One of the approved initiatives was the creation of a Coalition in favor of food that allows multilaterally, or a group of countries, and even bilaterally, to find common paths based on successful practices that different countries have carried out throughout of this period beginning in early 2020.

The idea of ​​the Food Coalition is a clear signal that each country, alone, will not be able to get out of the difficulties that the pandemic caused or aggravated.

This initiative has been part of a broad debate within FAO to identify ways to address the potential worsening of poverty and hunger due to the effects of Covid-19.

According to FAO data, to the 690 million people who go hungry , (according to figures announced in July 2020), as a result of Covid-19, more than 100 million could be added, which would move away from the goal proposed in 2015 by more than 150 heads of state to eliminate hunger and poverty by 2030.

On the contrary, if we continue on this path, in 2030, more than 840 million could be going hungry around the world despite the efforts that are being made.

It is about building a coalition that takes into account the aspects of food sustainability, health, the environment and the economy in a common vision, jointly and flexibly.

Precisely, the participation of the different public and private actors was one of the issues they faced during the aforementioned G20 meeting in Italy , which is why a call was launched for joint initiatives, global or regional, that allow to be summarized in the meeting of the G20 Agriculture Ministers to be held in mid-September in Florence, Italy.

This process of joining forces and articulating common plans and actions, leaving certain areas of isolation that Covid-19 has generated between countries and regions, should allow, for example, small producers in less developed countries to act directly with markets of developed countries, a reflection being carried out by countries and producer groups in Europe, the United States, and some African countries.

Likewise, incorporating into the new peace agreements, for example, between Israel and Morocco, the component of sustainable agriculture and food and even rethinking existing projects in different countries, which the effects of Covid-19 substantially modified.
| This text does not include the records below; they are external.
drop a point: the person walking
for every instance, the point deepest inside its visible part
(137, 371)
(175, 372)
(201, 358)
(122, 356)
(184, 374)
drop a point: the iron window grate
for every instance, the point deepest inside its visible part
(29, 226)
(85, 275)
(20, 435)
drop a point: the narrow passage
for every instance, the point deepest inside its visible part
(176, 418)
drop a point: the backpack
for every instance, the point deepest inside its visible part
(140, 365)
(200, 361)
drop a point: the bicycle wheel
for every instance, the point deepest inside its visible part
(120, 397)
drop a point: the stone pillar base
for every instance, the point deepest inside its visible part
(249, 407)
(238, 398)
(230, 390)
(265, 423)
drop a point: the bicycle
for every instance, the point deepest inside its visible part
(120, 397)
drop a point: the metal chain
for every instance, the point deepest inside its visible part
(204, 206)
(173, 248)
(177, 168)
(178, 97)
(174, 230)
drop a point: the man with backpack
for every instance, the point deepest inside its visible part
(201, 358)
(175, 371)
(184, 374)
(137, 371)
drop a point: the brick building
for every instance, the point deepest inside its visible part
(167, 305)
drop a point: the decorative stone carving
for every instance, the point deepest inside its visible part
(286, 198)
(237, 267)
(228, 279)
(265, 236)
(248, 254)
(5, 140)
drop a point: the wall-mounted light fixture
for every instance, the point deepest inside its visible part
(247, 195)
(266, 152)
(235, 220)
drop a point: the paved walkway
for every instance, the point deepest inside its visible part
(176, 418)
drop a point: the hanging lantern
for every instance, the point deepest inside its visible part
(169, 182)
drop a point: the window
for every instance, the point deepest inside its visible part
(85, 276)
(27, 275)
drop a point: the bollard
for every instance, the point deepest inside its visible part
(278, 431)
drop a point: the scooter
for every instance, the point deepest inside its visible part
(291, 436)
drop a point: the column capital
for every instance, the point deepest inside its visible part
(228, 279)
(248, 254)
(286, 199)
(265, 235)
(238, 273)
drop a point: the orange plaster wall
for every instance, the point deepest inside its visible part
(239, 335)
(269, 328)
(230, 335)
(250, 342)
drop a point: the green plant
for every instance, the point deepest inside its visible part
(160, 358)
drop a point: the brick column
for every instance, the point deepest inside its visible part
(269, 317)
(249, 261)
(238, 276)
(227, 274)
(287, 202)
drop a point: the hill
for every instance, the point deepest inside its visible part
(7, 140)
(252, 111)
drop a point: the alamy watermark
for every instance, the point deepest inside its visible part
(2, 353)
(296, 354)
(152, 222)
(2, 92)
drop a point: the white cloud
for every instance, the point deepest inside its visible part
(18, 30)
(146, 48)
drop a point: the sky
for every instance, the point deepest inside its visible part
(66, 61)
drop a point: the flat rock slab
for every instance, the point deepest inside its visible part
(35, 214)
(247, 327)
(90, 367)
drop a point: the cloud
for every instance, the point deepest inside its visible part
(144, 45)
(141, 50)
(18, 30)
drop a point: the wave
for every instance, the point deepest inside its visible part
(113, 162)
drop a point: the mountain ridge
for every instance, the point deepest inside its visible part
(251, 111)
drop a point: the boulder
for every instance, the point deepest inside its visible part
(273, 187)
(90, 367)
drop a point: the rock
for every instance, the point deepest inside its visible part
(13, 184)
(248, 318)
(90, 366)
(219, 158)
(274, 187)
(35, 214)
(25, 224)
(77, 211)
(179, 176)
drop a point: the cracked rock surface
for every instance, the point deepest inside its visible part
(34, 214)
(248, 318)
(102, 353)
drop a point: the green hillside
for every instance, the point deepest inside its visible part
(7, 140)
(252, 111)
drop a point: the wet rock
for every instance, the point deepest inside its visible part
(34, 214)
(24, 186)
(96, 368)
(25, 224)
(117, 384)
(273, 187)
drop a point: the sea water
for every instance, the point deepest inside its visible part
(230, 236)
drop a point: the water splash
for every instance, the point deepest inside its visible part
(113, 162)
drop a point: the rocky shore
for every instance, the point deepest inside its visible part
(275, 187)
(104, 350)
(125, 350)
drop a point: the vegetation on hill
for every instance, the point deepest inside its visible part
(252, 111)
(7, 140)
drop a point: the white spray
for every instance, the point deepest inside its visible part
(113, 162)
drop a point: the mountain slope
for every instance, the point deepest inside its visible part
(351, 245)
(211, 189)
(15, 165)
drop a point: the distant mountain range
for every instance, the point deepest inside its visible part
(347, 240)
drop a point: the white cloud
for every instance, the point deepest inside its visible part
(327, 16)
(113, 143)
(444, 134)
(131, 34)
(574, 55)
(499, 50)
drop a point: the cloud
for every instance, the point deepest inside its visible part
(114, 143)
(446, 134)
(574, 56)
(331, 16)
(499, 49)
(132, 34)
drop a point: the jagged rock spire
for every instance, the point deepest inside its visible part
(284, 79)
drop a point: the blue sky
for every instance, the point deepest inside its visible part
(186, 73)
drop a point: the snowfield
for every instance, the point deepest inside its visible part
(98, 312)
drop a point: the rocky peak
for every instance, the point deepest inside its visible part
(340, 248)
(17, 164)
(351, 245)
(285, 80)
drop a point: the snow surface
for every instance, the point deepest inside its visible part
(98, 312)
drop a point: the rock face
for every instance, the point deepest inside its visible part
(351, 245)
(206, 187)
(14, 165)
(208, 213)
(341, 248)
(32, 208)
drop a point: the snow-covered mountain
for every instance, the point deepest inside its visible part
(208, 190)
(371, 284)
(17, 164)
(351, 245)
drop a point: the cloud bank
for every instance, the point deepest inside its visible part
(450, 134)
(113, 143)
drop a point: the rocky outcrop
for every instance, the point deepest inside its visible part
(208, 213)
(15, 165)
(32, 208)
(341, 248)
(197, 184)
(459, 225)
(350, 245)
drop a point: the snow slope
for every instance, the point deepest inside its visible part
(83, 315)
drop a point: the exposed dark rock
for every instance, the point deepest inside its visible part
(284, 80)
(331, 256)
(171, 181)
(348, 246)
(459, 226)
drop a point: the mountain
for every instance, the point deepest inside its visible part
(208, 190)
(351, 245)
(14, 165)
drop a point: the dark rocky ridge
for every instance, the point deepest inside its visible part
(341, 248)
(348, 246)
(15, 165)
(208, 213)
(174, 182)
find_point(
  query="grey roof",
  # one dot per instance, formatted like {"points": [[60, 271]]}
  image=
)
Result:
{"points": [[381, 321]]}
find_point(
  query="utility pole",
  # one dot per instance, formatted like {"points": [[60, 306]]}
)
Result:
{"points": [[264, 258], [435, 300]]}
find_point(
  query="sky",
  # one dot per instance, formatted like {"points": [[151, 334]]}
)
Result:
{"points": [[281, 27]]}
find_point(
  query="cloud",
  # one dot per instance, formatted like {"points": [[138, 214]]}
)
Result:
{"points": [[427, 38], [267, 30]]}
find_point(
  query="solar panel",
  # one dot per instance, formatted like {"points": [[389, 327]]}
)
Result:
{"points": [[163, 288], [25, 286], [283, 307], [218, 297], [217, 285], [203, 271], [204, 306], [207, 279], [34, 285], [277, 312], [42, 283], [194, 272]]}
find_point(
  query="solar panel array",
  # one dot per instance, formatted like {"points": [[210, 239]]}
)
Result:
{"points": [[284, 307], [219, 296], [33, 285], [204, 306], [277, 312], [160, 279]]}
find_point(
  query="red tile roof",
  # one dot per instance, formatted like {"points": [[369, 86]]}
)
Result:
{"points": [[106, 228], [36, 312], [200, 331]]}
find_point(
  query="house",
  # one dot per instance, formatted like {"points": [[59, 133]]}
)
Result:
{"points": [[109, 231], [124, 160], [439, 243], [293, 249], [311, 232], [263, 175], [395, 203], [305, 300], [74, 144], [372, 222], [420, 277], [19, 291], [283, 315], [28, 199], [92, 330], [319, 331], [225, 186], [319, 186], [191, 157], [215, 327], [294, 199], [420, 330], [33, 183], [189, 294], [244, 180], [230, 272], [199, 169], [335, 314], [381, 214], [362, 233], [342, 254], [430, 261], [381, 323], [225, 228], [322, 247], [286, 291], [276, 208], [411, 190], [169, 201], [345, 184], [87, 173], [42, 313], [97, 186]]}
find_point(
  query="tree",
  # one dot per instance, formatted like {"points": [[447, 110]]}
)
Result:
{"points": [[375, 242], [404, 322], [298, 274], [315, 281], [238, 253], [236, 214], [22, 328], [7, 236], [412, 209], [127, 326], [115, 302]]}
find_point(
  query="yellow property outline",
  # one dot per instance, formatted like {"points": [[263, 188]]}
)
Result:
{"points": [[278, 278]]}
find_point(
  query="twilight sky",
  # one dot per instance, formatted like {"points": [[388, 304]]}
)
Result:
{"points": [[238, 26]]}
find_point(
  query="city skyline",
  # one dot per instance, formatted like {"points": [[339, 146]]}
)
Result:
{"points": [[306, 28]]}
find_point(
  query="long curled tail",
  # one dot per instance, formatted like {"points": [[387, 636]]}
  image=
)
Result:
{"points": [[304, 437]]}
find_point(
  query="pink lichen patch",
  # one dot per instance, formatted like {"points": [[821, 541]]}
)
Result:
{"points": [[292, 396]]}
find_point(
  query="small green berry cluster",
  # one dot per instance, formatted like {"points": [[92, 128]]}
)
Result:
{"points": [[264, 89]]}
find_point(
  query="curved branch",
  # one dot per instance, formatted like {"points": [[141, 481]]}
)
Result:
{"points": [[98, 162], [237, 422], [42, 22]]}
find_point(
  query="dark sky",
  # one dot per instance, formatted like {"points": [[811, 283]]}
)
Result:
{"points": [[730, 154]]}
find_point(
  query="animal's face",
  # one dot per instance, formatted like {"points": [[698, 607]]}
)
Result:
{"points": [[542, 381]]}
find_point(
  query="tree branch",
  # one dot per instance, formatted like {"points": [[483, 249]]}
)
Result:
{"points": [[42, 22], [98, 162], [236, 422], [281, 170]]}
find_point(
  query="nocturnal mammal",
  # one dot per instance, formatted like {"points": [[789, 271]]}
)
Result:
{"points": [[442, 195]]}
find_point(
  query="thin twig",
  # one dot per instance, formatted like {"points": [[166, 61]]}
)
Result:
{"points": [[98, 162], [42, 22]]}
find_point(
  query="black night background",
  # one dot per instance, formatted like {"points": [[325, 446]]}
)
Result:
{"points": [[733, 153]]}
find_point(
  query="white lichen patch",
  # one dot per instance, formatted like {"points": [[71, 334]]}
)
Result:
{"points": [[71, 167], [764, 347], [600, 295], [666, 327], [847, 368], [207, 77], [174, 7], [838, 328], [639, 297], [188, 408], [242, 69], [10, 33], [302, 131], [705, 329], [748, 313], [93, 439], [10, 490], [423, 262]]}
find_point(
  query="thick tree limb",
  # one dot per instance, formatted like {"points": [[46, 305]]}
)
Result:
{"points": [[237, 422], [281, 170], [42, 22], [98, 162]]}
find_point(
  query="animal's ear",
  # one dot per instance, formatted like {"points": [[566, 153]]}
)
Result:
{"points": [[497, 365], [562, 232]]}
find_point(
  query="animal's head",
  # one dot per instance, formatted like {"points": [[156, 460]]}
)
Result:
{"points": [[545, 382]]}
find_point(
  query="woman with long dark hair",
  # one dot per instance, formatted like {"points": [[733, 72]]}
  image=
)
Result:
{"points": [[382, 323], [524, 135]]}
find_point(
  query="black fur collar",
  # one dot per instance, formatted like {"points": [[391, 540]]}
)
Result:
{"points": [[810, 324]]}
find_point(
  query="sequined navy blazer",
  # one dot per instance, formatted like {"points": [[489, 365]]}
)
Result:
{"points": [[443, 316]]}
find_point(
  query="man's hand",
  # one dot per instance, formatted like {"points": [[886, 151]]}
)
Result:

Reorienting agricultural and food strategies in the medium and long term in “one health” plans should also allow a similar and complementary vision in the analysis of health, nutrition, the sustainable future of the planet and the animals, trying to get out of risky fragmented assessments of these realities.

Biodiversity must be taken care of, the initiatives of young people and women in rural areas must be promoted , food loss that continues to exceed 14 percent of what is produced, and new food sustainability scenarios be generated, among many other aspects.

This common coalition effort should help to reverse the scandalous trend that in addition to hundreds of millions of people going hungry, there are more than one billion people with obesity, which places the quality of nutrition as one of the challenges of the post-pandemic.

This will be one of the topics for discussion at the next pre-Summit on the transformation of food systems to be held in Rome between July 26 and 28, convened by the Secretary-General of the United Nations and for which the presence is expected. of thousands of participants, in physical or virtual form, from Presidents to Ministers, academics, representatives of the private sector and civil society.

The conclusions of the debates in Rome will later be transferred to New York in September, where the Heads of State will meet to sanction possible common agreements.

As never before, it is time to join forces, analyzing the complexity of the phenomena, but looking for experiences that have had tangibly positive results throughout this period.

As Pope Francis recently pointed out , we must “redesign an economy at the height of man, not limited to profit but connected” to the common good, friendly to ethics and respectful of the environment.